Rare diseases are another area that biotech developments have delivered effective drugs for. Gene therapy, which can dramatically improve the outcomes for children with rare diseases, is one example. In 2019, the first drug to treat spinal muscular atrophy received approval3. Children with this condition have problems holding their heads up, swallowing and breathing, and experience difficulty performing essential life functions. Most children with this disease do not survive past early childhood due to respiratory failure. However today, there is an approved gene therapy that helps correct the protein in the motor neurons of a child with spinal muscular atrophy, improving muscle movement and function and ultimately their prospects of survival.
And the story is far from over. There remain over 7,000 rare diseases without a cure available today, despite the high volume (470) of drug approvals for such diseases.4 Biotech companies are on the front line in developing effective treatments for a host of complex diseases.
Encouragingly, the pipeline of biotech companies’ innovative drugs to tackle major unmet medical needs is rich.5 Because these drugs require funding to achieve maturity, private markets are the driving force behind this kind of healthcare innovation.
The drugs market is driven by innovation and despite strong barriers to entry, once a product to treat a disease with no other cure is approved for distribution, market penetration is less of a challenge. This means that most of the value creation takes place during the product development stage, in which most biotech companies are privately owned.

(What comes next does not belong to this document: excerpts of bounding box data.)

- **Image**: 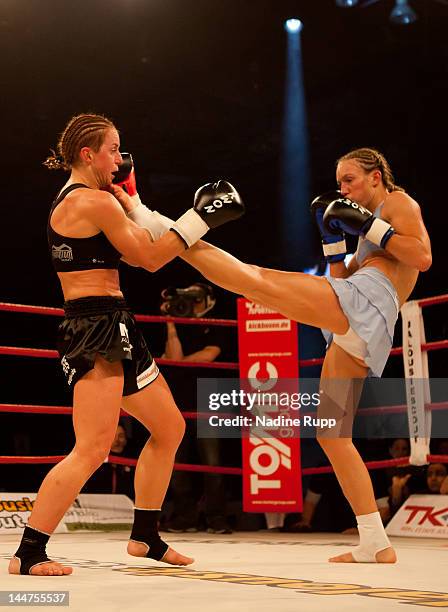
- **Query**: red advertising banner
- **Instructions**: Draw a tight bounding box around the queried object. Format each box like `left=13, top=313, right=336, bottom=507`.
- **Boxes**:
left=238, top=298, right=302, bottom=512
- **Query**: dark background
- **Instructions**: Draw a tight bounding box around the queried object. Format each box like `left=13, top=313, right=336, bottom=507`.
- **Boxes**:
left=0, top=0, right=448, bottom=464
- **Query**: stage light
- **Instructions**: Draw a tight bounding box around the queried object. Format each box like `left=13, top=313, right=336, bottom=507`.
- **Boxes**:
left=336, top=0, right=358, bottom=8
left=285, top=19, right=303, bottom=34
left=389, top=0, right=417, bottom=25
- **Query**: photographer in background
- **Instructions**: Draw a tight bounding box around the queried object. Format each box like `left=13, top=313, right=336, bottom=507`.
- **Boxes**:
left=161, top=283, right=232, bottom=533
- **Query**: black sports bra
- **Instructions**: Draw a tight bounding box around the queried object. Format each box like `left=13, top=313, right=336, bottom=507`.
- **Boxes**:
left=47, top=183, right=121, bottom=272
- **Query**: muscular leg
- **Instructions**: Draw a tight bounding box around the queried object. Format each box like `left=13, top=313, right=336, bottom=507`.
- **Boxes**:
left=182, top=241, right=349, bottom=334
left=318, top=342, right=396, bottom=563
left=9, top=357, right=123, bottom=576
left=123, top=374, right=193, bottom=565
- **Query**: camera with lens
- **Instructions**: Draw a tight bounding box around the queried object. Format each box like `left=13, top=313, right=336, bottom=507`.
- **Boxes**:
left=160, top=283, right=216, bottom=317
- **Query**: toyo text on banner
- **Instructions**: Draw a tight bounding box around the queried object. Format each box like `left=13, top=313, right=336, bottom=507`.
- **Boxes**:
left=238, top=298, right=302, bottom=512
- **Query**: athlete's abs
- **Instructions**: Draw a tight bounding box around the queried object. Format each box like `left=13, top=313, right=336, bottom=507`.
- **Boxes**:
left=58, top=269, right=123, bottom=300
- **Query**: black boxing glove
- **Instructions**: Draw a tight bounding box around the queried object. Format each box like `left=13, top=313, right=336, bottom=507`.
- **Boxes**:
left=323, top=198, right=395, bottom=249
left=311, top=191, right=347, bottom=263
left=112, top=153, right=140, bottom=202
left=171, top=181, right=244, bottom=247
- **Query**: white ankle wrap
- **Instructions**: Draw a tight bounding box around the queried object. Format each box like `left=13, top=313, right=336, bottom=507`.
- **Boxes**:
left=352, top=512, right=390, bottom=563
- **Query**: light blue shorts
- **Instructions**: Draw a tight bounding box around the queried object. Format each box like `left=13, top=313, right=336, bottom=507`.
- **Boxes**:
left=322, top=268, right=399, bottom=377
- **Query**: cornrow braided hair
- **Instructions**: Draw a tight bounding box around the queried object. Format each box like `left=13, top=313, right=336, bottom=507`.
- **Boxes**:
left=43, top=113, right=116, bottom=170
left=336, top=147, right=404, bottom=191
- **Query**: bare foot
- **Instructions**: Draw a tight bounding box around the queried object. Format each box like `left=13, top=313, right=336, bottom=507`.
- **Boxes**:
left=328, top=546, right=397, bottom=563
left=8, top=557, right=73, bottom=576
left=128, top=541, right=194, bottom=565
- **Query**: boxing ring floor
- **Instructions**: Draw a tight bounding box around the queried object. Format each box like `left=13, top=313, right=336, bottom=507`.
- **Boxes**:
left=0, top=531, right=448, bottom=612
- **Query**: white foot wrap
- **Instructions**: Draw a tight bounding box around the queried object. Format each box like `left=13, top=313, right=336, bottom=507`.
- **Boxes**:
left=352, top=512, right=391, bottom=563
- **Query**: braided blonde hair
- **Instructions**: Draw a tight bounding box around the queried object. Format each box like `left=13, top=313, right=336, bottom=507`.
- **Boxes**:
left=336, top=147, right=404, bottom=191
left=43, top=113, right=116, bottom=170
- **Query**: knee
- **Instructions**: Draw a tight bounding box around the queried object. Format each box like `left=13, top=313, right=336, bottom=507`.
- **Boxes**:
left=74, top=440, right=112, bottom=472
left=151, top=412, right=185, bottom=452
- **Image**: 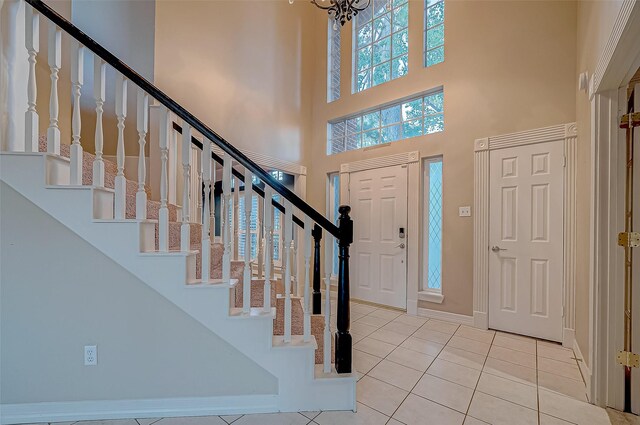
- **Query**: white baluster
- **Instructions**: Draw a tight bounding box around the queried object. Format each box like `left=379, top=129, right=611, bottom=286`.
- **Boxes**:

Smaller companies are responsible for the early development of more than 50% of the novel drugs approved for use in the US by the Food and Drug Administration every year, whereas bringing drugs to market is mostly driven by large pharmaceuticals companies.6 For this reason, investors looking to access the high-innovation end of the drug investment timeline may find more opportunities in private markets than among publicly-listed companies.
That said, in the biotech sector, the two sides of the market have a more interconnected symbiosis than in other sectors. Between 2014 and 2018, over half of all drugs changed hands before receiving regulatory approval. Of these, over 70% stemmed from smaller biopharma companies (companies with split licensing and trade sales business models).7 This biotech-to-big pharma transfer model lies at the core of pharmaceutical innovation and is central to the innovation strategies of the global pharmaceutical giants. As a result, most biotech companies are privately held and the value creation opportunity lies in the private market space.
At the same time, there has been a high volume of mergers and acquisitions activity in the sector. Indeed, according to CBI, the third quarter of 2021 marked the highest level on record, with more than 800 biotech M&A deals and over USD36 bn in funding flows. This growth in the biotech sector has been resilient and stable for over a decade.
Over the last decade, many privately owned biotech start-ups have gone public, through both the traditional initial public offering (IPO) and special purpose acquisition company (SPAC) routes. Indeed, over the last eight years around USD75 bn of net value has been created by IPOs in the sector. Furthermore, among those companies that went public but were subsequently acquired, 58% of additional shareholder value was created in the acquisition process.8 This reinforces the strong M&A drivers behind the fluid biotech–big pharma model, which investors who enter at the right point can benefit from.